Da IlSole24Ore
di Rita Fatiguso, 7 giu 2016
Nel dialogo strategico ed economico Usa-Cina (l’ottavo round si è aperto ieri nella Diaoyutai Guesthouse) la parte del leone tocca all’overcapacity, specie quella dell’acciaio. Gli Stati Uniti hanno attivato nei giorni scorsi una controffensiva sull’acciaio cinese a basso costo, aprendo un’inchiesta per accertare l’entità del dumping, più che logico, quindi, il rimbalzo della questione sui tavoli economici del dialogo in corso in questi giorni a Pechino.
Ci aveva già pensato del resto domenica scorsa il segretario al Tesoro Jacob Lew a definire il problema “grave” non solo per il mondo ma anche per la Cina stessa, invitando Pechino a prendere misure più decise per favorire una crescita sana. Morale: ieri in conferenza stampa il ministro delle finanze cinese Lou Jiwei, dando conto del tavolo di lavoro bilaterale dedicato all’economia, si è mostrato particolarmente scettico sull’overcapacity.
La Cina non ama le intrusioni nelle misure di politica interna, quindi l’approccio di Lew è stato giudicato piuttosto invadente. «La metà delle aziende cinesi dell’acciaio è privata non pubblica – ha detto il ministro – quindi noi non possiamo fare molto per incidere sulle loro decisioni concrete».
Il concetto è stato ripetuto per una seconda volta quando gli è stato chiesto se si riesce a quantificare il numero degli esuberi, ad esempio, per ogni 10mila tonnellate di acciaio prodotte in meno. Lou Jiwei, come in un disco rotto, ha risposto che sui comportamenti dei privati Pechino non può fare molto. Quindi, non è possibile nemmeno sapere quanti lavoratori rimarrebbero a casa se l’output di acciaio dovesse essere tagliato in misura consistente. La cifra esatta dei licenziamenti preventivati in caso di chiusura o conversione di acciaierie è quindi sconosciuta. Circolano cifre puramente indicative, molte delle quali si rifanno al 2008, anno chiave della crisi finanziaria globale in cui milioni di cinesi persero il lavoro. Ma da allora non si è più capito cosa i vertici stanno meditando di fare, almeno per le aziende statali per le quali è stata messa in campo un'eterna riforma.

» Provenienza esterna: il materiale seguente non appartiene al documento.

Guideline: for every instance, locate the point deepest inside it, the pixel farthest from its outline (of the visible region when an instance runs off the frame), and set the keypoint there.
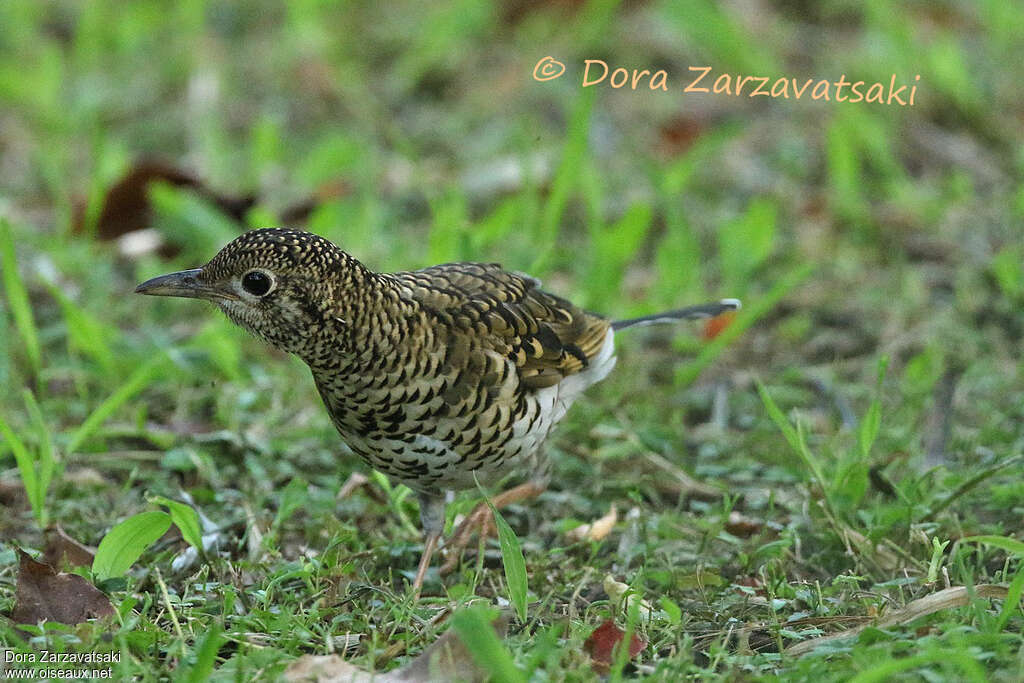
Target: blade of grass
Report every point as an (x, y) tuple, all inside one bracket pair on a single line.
[(473, 626), (17, 298), (135, 383), (546, 231), (45, 461), (26, 466)]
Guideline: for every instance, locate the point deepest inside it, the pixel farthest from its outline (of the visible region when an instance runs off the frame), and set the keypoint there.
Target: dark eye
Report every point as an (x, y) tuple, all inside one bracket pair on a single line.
[(256, 283)]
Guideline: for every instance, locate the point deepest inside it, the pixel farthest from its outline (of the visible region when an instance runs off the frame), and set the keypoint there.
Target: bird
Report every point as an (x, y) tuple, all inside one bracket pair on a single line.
[(443, 379)]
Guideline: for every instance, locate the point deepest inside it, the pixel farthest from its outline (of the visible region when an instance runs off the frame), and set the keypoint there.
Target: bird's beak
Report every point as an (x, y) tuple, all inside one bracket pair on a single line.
[(182, 284)]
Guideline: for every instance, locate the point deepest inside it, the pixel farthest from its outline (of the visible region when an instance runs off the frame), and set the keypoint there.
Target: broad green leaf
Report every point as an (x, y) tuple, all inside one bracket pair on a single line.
[(126, 543), (515, 565), (206, 655), (185, 518), (474, 628)]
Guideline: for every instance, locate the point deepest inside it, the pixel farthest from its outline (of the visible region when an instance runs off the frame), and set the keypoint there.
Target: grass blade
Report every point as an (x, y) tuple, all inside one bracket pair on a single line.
[(473, 627), (17, 297), (138, 381), (27, 467)]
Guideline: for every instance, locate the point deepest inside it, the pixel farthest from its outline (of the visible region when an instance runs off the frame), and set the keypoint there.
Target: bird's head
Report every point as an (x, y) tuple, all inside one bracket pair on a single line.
[(283, 286)]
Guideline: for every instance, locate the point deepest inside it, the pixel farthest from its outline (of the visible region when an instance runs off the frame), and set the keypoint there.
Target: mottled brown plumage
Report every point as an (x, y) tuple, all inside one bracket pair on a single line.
[(439, 378)]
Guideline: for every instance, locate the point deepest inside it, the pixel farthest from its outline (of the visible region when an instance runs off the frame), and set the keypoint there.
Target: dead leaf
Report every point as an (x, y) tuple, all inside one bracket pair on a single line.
[(740, 525), (45, 595), (126, 206), (65, 552), (601, 645), (597, 529), (445, 659), (957, 596)]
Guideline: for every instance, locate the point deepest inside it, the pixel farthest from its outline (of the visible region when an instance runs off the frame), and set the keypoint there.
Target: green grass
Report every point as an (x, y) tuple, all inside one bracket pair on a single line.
[(774, 484)]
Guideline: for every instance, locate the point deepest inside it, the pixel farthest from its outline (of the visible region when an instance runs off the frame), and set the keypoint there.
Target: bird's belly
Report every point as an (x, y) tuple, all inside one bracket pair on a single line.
[(432, 438)]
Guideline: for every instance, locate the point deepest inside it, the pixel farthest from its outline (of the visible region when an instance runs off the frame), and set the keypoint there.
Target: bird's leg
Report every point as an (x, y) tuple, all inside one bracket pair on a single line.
[(432, 518), (480, 519)]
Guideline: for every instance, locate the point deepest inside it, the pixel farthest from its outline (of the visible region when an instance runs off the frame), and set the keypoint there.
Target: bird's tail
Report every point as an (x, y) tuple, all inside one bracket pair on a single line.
[(690, 312)]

Quindi Lou Jiwei, il ministro cinese delle finanze che aveva il compito di spiegare l’esito del tavolo bilaterale con i counterparts americani ha praticamente glissato la questione. Segno che il dialogo tra Pechino e Washington è pieno di ostacoli. Lou Jiwei ha ricordato le poste in gioco del Governo per far fronte alla perdita di posti di lavoro, almeno un miliardo di renminbi, ma poi ha preferito aggirare la questione, tutt’altro che semplice da gestire.
Anche il tavolo precedente, dedicato al climate change, indirettamente è stato dominato dai costi della riconversione delle produzioni pesanti e inquinanti.
Xie Zhenhua, che non è un funzionario qualunque ma lo special representative on climate change della potente NDRC, il braccio armato del partito per le riforme, ne ha parlato come di uno sforzo enorme, in termini economici e umani. Anche quello sul climate change è un fronte importante, l’incontro con i counterparts americani è stato laborioso, perché bisogna implementare le decisioni prese, Cina e Usa sono tra i primi inquinatori al mondo. E ognuno a casa propria deve iniziare a impugnare l’accetta. C’è soprattutto da recepire l’accordo di Parigi sul clima, tutti promettono di farlo entro l’anno, ma i costi che si profilano sono tali da scoraggiare anche le economie più solide. In Cina, soprattutto, rendere le produzioni più “pulite” implicherà, ha fatto capire Xie Zhenhua, politiche lacrime e sangue.